Let’s Play the Blame Game: The Civilian Casualties Edition

A mass of secret military communications was leaked via the whistle-blowing site Wikileaks. While trying to handle the story, Obama said “these documents don’t reveal any issues that haven’t already informed our public debate on Afghanistan.” Even is that is true the big problem has been that there really hasn’t been a robust public debate on the Afghan war in a long time, even since “The Runaway General” was published in late June. While responding to the article, most of the media spent their time focusing on the less-than-complimentary things McCrystal’s aids said about the civilian side of the counter insurgency strategy, instead of the fact that the strategy we are using in the war in Afghanistan is pretty much futile. I hoped that the leaked documents might focus our attention more on the war and how it is not working. Here’s the basic problem, as was indicated in the Rolling Stone article: our army isn’t really set up for counter insurgency. The article and the documents released by Wikileaks show that we are killing far too many civilians to win the hearts and mind of the Afghan people.

Our army is built to have a shoot first and ask questions later strategy. Add in spotty intelligence and drone strikes and it becomes easy to see why we have so many civilian casualties. The supposed point of our war in Afghanistan is to combat terrorism by winning the hearts and minds of the Afghan people. It’s hard to win the heart and mind of a boy after you killed his mother in a poorly executed drone strike. But we can’t really place all the blame for civilian casualties at the foot of the soldier pulling the trigger or pressing the button. This easy kill strategy makes sense. If you are in a place where it is hard to distinguish friend from foe, survival—your own or that of your fellow soldiers—becomes about shooting first. Americans can’t even trust the Afghan soldiers they helped train. Even with the best aim, the best intelligence, and the best allies we couldn’t avoid all civilian casualties. In war, people die. So then, who is to blame for the deaths of so many civilians?

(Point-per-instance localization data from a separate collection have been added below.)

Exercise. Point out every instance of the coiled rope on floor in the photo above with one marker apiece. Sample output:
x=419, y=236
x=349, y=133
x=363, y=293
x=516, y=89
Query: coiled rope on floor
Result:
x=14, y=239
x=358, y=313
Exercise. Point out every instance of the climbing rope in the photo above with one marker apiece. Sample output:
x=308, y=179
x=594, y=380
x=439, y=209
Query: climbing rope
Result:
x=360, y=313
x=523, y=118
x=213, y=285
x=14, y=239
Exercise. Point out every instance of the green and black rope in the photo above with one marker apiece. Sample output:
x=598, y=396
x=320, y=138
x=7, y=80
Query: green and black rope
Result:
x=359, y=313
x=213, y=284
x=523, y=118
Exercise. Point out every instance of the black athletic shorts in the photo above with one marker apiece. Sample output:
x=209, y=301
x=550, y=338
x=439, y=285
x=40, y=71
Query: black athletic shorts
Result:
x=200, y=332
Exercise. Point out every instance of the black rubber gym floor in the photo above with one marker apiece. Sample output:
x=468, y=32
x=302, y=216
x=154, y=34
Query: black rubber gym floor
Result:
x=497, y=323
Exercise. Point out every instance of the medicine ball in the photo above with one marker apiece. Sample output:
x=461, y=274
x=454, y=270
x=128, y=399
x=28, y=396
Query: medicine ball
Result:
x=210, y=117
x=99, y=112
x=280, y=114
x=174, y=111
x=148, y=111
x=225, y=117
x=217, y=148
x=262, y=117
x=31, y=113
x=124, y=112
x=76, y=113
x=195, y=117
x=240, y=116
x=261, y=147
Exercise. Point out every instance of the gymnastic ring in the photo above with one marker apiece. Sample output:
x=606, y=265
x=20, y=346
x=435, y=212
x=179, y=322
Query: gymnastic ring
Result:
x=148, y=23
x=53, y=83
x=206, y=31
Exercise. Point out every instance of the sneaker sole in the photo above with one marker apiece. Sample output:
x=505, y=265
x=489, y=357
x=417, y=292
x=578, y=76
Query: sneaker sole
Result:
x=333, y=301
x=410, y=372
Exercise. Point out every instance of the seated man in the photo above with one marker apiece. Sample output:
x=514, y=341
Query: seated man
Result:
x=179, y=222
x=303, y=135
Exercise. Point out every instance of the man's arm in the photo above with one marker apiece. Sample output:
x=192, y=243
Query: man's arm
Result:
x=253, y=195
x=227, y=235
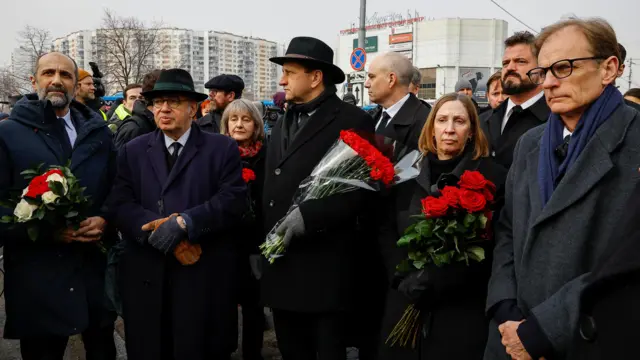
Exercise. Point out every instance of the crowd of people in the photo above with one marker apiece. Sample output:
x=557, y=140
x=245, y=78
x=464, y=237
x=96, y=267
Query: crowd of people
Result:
x=165, y=174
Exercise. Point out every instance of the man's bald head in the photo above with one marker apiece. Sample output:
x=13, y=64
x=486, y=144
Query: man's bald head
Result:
x=55, y=79
x=389, y=78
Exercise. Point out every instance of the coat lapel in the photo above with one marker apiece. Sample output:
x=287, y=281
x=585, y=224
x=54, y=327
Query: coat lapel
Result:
x=591, y=166
x=157, y=156
x=190, y=150
x=325, y=114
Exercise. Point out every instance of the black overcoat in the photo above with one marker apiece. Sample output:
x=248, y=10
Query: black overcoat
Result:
x=457, y=326
x=317, y=272
x=52, y=288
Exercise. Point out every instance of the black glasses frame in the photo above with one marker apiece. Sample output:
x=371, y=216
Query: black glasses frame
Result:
x=544, y=71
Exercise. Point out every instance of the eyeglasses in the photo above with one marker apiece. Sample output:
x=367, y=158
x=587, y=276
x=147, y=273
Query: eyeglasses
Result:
x=560, y=69
x=174, y=102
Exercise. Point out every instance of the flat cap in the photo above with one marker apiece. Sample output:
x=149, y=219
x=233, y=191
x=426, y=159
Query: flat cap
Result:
x=226, y=83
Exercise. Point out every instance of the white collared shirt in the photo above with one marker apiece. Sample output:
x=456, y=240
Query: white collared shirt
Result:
x=524, y=105
x=68, y=126
x=393, y=110
x=182, y=140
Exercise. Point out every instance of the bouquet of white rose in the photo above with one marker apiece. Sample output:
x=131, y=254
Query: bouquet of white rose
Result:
x=54, y=197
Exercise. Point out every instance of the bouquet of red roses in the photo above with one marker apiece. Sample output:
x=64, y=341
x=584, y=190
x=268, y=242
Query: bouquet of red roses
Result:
x=351, y=163
x=54, y=197
x=450, y=228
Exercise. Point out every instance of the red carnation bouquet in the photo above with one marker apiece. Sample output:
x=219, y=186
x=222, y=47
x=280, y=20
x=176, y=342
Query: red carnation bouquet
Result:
x=451, y=228
x=53, y=197
x=352, y=163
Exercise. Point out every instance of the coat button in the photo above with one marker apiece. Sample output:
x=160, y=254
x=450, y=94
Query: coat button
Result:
x=588, y=330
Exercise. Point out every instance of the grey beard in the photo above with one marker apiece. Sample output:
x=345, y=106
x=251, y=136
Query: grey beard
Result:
x=58, y=102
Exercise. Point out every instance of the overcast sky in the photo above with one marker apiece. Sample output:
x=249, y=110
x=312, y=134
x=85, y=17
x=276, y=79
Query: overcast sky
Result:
x=281, y=20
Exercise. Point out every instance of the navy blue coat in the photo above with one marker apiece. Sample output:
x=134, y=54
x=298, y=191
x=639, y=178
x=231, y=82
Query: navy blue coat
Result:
x=53, y=288
x=206, y=184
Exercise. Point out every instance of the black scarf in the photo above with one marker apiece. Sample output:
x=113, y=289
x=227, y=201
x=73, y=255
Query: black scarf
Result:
x=290, y=125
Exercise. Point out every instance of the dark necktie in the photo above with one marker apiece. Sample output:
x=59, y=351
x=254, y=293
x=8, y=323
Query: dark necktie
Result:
x=64, y=137
x=384, y=121
x=174, y=152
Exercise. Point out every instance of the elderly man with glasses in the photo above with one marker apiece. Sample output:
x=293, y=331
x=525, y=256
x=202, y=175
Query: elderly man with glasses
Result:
x=568, y=185
x=178, y=193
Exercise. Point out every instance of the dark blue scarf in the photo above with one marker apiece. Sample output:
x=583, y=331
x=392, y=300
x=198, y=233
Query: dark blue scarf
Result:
x=550, y=170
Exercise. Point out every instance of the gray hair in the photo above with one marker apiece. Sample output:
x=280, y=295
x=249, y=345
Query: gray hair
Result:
x=243, y=106
x=398, y=64
x=416, y=79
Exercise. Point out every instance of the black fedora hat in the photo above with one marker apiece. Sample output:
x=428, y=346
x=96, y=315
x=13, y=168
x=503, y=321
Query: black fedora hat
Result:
x=311, y=51
x=174, y=81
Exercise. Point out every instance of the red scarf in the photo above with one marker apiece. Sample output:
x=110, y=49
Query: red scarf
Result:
x=250, y=151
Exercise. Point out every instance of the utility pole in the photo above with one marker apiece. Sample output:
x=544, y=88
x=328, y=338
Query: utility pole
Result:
x=363, y=24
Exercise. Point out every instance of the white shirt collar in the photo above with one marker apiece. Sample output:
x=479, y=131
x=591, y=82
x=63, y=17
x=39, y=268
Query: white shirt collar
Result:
x=393, y=109
x=182, y=140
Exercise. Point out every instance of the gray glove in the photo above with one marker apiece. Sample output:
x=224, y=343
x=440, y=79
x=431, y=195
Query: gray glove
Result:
x=293, y=225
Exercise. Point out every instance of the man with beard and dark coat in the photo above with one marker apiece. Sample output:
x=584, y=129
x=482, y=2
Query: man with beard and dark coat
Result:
x=141, y=120
x=223, y=89
x=176, y=199
x=54, y=286
x=526, y=107
x=312, y=288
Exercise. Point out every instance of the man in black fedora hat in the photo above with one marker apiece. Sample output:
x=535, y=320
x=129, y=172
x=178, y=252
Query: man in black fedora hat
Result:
x=223, y=89
x=178, y=192
x=311, y=289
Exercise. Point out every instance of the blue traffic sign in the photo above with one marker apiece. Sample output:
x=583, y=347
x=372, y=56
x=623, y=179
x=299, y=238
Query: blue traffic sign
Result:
x=358, y=59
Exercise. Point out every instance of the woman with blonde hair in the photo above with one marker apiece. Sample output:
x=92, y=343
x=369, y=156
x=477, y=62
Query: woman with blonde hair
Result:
x=241, y=120
x=451, y=297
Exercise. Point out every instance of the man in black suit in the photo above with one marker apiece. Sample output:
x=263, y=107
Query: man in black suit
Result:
x=312, y=288
x=400, y=115
x=526, y=107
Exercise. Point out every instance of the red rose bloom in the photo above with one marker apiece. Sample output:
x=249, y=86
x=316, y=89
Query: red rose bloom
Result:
x=452, y=195
x=472, y=201
x=248, y=175
x=434, y=207
x=472, y=180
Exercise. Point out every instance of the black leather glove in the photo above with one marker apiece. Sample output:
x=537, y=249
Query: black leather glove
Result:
x=415, y=285
x=167, y=236
x=255, y=261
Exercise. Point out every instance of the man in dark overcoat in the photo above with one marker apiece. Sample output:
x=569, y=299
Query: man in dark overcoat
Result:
x=398, y=119
x=178, y=194
x=54, y=286
x=311, y=288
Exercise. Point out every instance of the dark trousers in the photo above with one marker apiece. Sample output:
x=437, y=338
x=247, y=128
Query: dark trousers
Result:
x=253, y=319
x=304, y=336
x=98, y=345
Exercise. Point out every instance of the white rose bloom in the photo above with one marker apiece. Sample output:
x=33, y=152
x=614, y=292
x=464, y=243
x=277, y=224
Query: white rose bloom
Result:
x=24, y=211
x=60, y=179
x=49, y=197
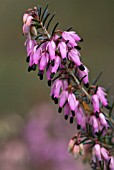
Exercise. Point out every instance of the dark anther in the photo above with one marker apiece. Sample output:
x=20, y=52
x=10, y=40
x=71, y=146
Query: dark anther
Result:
x=71, y=120
x=78, y=47
x=64, y=60
x=56, y=100
x=78, y=127
x=28, y=59
x=81, y=67
x=49, y=82
x=97, y=115
x=40, y=72
x=97, y=133
x=60, y=109
x=86, y=85
x=81, y=40
x=52, y=75
x=66, y=117
x=34, y=67
x=52, y=63
x=29, y=69
x=73, y=113
x=41, y=77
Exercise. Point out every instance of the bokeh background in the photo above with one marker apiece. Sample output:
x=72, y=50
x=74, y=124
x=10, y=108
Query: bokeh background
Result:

We can try to blame Bush who sent the soldiers there, or Obama who sent more there, or the congress too chicken-shit to use the power of the purse to bring the troops home. But we voted them in. We, the people of the United States, didn’t do our homework, didn’t care, or didn’t put enough pressure on our elected officials to make decisions that would end the futile land war in Afghanistan. Most of us who don’t have a brother, son, sister, or mother with boots on the ground have tuned out and forgotten about the war. So in the end, it is we who are responsible for the civilian casualties.

Here’s the kicker: all those civilian deaths will, if we continue our strategies, lead to more war and more of our soldiers dying. When we kill a civilian over there, we spawn more terrorists. We make the population more susceptible to the extremist and their view that this is a war between the West and the entirely of Islam. More terrorists mean more attacks. So unless we, the civilians, step up and protect our soldiers from the ignorance, greed, ambition, or whatever it is that spurred our politicians to continue this war in Afghanistan—and start the in Iraq—then all we can do is sit back and watch as we send another generation of our young men and women into the meat grinder that is the Middle East.